Nicholas Gyan

Personal information
- Date of birth: 14 May 1989 (age 36)
- Place of birth: Accra, Ghana
- Position(s): Midfielder, Winger

Team information
- Current team: Singida Fountain Gate
- Number: 11

Senior career*
- Years: Team / Apps / (Gls)
- 2012–2017: Ebusua Dwarfs
- 2017–2019: Simba
- 2020–2021: Legon Cities
- 2021–: Singida Fountain Gate

= Nicholas Gyan =

Ghanaian professional footballer

Nicholas Gyan (born 14 May 1989) is a Ghanaian footballer who plays as a midfielder or winger for Singida Fountain Gate a Tanzanian Premier League team. He previously played for Ghanaian Premier League sides Legon Cities FC and Ebusua Dwarfs. In 2017, he played 25 league matches and scored 11 goals helping Dwarfs to a 4th-place finish.

He secured a deal to Simba SC in Tanzania, where he won the Tanzanian Premier League back-to-back in the 2017–18, 2018–19 seasons. At the international level, he was a member of the Black Stars B team in 2017.

== Career ==

=== Ebusua Dwarfs ===
Gyan played for Cape coast based team Ebusua Dwarfs in 2012 to 2017. On 4 May 2016, he became the first player to score at the Cape Coast Sports Stadium when scored for his side in 1–1 draw against their fierce rivals Venomous Vipers as a part of an official opening of the stadium. He played 28 league matches and scored 6 goals during the 2016 Ghana Premier League season. He served as captain for the side in 2017. During the 2017 Ghana Premier League season, he played 25 league matches and scored 11 goals helping Dwarfs to a 4th-place finish.

=== Simba SC ===
Gyan moved to Tanzanian league giants Simba S.C. in 2017. He played for the club from 2017 to 2019. During his time with the club he won two league titles in both seasons, in 2017–18 season and 2018–19 season. He also competed for the club in the CAF Champions League and the CAF Confederation Cup. He left the club after his contract with the club expired in 2019. He was linked with a move to Black Leopards F.C., as the team showed interest in signing him after his contract with Simba expired. He later went on a trial with the club but was not offered a contract. He went further ahead for another trial with Baroka F.C.

=== Legon Cities ===
In December 2019, Gyan signed for Dormaa-based side Aduana Stars. However, his deal with the club later fell through and he joined Accra-based club Legon Cities in March 2020 on a two-year deal ahead of the 2020–21 Ghana Premier League. He made his debut for the club on 3 January 2021, playing the first 45 minutes in a 1–0 loss to Liberty Professionals via a penalty from Abraham Wayo. After playing four matches for Legon Cities, he wrote to the club to terminate his contract, stating that he was no longer happy working with the club. The club later responded that the two parties had mutually ended their contract.

=== Diamond Trust ===
In September 2021, Gyan signed for Tanzanian Division One team Diamond Trust Bank FC as part of the team's quest of gaining promotion to the Tanzanian top-flight next season.

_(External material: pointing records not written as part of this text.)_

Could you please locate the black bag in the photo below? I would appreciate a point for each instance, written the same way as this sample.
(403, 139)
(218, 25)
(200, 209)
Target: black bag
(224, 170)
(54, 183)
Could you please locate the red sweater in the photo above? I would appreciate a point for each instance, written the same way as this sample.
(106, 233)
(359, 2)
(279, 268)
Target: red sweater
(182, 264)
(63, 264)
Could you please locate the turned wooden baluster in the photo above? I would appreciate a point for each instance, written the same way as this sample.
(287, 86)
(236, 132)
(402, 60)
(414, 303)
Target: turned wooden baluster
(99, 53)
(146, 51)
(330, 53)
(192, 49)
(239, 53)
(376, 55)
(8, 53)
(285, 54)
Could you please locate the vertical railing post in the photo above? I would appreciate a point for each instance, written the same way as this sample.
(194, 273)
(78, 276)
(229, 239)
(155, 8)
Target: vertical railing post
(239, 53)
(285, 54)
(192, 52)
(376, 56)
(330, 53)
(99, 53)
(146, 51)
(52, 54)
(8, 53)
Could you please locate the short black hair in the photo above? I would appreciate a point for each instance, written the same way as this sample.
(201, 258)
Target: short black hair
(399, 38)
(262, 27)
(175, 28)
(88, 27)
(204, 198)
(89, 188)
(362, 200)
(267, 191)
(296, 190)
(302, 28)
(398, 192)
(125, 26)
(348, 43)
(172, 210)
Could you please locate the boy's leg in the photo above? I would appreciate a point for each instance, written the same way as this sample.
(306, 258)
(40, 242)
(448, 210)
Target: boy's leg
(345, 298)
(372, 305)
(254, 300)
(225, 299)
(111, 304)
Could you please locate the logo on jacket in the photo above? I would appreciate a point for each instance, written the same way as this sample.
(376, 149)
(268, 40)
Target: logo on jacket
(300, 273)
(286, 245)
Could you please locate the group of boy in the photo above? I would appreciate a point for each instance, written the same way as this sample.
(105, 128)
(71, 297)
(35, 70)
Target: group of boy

== International career ==
Gyan was a member of the Black Stars B team in 2017. He was a part of the call ups for the 2018 African Nations Championship qualifiers and part of the team preparing for the qualifiers against Burkina Faso before his switch to Tanzania.

== Style of play ==
Gyan is known for his versatility and his ability to play across all positions upfront. He has played in a variety of positions: though mainly starting out as a right midfielder or winger, he has also experienced game-time as a centre forward when he played for Ebusua Dwarfs in 2017, when he scored 11 goals in 25 matches. He has also featured as a second striker with a free role behind the striker as well.

Between 2017 and 2019 when Gyan moved to Simba SC, aside from being used as a winger, he was mostly being played as defender, deployed as a right-sided full-back or wing-back.